Both “placed the onus of protection on the parent and emphasized the control they possess over their child’s health. This finding is aligned with the tenets of various theories of fear appeals, which posit that fear messages inspire action if the receiver believes he or she has some control over the situation. Parents without prior intentions to vaccinate their child may be particularly receptive to messages that arouse fear while fostering a sense of efficacy,” said Teri Malo, PhD, of the University of North Carolina, Chapel Hill, and associates.
Although almost 60% of parents said they’d pay attention if told they could control if their child gets HPV cancer, only 37% of physicians said they’d use the argument. It’s not clear why, but the team said the finding was “concerning ... given that it was one of the top messages that would persuade parents without prior intentions to vaccinate their child.”
At present, 40% of girls and 22% of boys aged 13-17 years receive all three HPV shots. The goal of the study was to help doctors increase those numbers with persuasive arguments. “Physician communication about human papillomavirus vaccine is a key determinant of uptake,” but not all physicians strongly recommend the vaccine, especially if they anticipate parent resistance. “We sought to identify messages that would motivate HPV vaccination,” the researchers said.
Argument by analogy was the weakest approach. Only 5% of parents found “would you wait until [child’s name] is in a car accident before you tell [him/her] to wear a seatbelt?” persuasive, and only 9% of physicians said they’d use it, which made it the least endorsed statement in the study.
The same arguments seemed to work regardless of parents’ race, education, or income, or their child’s age or sex, which led the team to suggest the messages will work across demographic subgroups.
Slightly more moms than dads filled out the survey, and most were white, with about 9% of parents black and 14% Hispanic.

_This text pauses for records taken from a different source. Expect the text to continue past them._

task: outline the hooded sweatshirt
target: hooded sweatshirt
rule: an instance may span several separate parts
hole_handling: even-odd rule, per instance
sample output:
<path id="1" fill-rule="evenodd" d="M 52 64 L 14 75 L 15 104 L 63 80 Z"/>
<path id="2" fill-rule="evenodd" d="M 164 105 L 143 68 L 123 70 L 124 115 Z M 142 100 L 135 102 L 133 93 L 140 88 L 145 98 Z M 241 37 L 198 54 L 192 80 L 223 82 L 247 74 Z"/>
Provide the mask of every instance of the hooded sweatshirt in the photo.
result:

Most parents lived in metropolitan areas, nearly two-thirds had at least some college, and almost half reported an annual household income of at least $75,000. For simplicity, parents limited their responses to their child with the most recent birthday. About half of children were boys, and just over half hadn’t been vaccinated against HPV.
About two-thirds of the physicians were men. Over half had practiced for at least 20 years, just over half were pediatricians, and the rest were family practitioners.
The work was funded by an unrestricted educational grant from Pfizer to senior investigator Noel Brewer, PhD. Dr. Brewer receives commercial research grants from Merck, maker of the HPV vaccine Gardasil, and Pfizer. He is also a Merck consultant and advisory board member. Coauthor Melissa B. Gilkey, PhD, and Dr. Malo were supported by other grants. The report noted that “the costs of publication of this article were defrayed in part by the payment of page charges. This article must therefore be hereby marked advertisement in accordance with” U.S. law.
Key clinical point:
Major finding: Sixty-five percent of parents agreed it was a persuasive argument, the highest percentage among 15 statements in favor of vaccination; 69% of 776 surveyed physicians said they’d use it in practice.
Data source: Online survey of 1,504 parents of children aged 11-17 years old, and 776 physicians.
Disclosures: The work was funded by an unrestricted educational grant from Pfizer to senior investigator Noel Brewer, PhD. Dr. Brewer receives commercial research grants from Merck, maker of the HPV vaccine Gardasil, and Pfizer. He is also a Merck consultant and advisory board member. Coauthor Melissa B. Gilkey, PhD, and Dr. Malo were supported by other grants. The report noted that “the costs of publication of this article were defrayed in part by the payment of page charges. This article must therefore be hereby marked advertisement in accordance with” U.S. law.